Friday, November 09, 2007

3 narratives in traditional media

It seems to me when it comes to political reporting, traditional media cut and paste the facts of the story to fit within 1 of 3 narratives:

1.) Horse race. Who's winning, who's losing.

2.) Strong verses weak. Who got rolled on the bill verses who showed "strength and resolve."

3.) Unity verses disunity. Are the Democrats "sticking together" or has party unity "started to fray." See today's NY Times for example.

That's it. The NY Times, Washington Post, LA Times, and CNN are bakers with only three cookie cutters and they force any political story to fit into one of these three narrative templates.

It explains why readers who are looking for thoughtful analysis (i.e. something other than these 3 narratives) increasingly have to turn to the blogosphere for their news and information.

What is more, it explains why we have a moron for a President and are stuck in a quagmire in Iraq -- because even though the Iraq war is a military, political, moral, and economic disaster -- none of those aspects of the story fit inside their 3 narratives.

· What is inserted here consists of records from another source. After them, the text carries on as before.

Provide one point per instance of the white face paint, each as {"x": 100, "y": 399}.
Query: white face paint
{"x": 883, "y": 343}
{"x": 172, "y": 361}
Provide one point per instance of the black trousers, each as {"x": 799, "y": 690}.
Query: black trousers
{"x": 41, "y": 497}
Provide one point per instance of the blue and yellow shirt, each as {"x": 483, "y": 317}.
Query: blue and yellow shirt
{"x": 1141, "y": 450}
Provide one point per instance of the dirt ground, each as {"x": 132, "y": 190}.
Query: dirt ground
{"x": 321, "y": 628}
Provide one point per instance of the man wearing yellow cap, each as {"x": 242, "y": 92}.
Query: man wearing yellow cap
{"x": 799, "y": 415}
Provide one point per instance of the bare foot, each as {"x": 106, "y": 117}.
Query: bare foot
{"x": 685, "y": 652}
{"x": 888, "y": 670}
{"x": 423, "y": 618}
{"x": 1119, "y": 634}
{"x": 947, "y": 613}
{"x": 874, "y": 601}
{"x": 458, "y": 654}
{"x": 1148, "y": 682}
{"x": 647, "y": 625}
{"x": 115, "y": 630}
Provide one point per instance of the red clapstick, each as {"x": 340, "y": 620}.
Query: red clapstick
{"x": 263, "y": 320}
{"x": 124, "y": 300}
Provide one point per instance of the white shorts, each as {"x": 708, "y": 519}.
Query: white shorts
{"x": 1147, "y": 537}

Rather, the way it is reported by the traditional media is that Bush and Cheney won the horse race, they showed strength in pursuing for the war in spite of the facts, and the Republican party has shown unity is sticking together and continuing the quagmire. In every case, forcing the story to fit within these 3 narratives does a disservice to the readers and cheapens our democratic discourse.

No wonder newspaper circulation is down.

(Meanwhile, Faux News functions more like Pravda forcing all of their stories to fit within only 2 narratives: 1.) Democrats Bad or 2.) Republicans Good -- you decide.)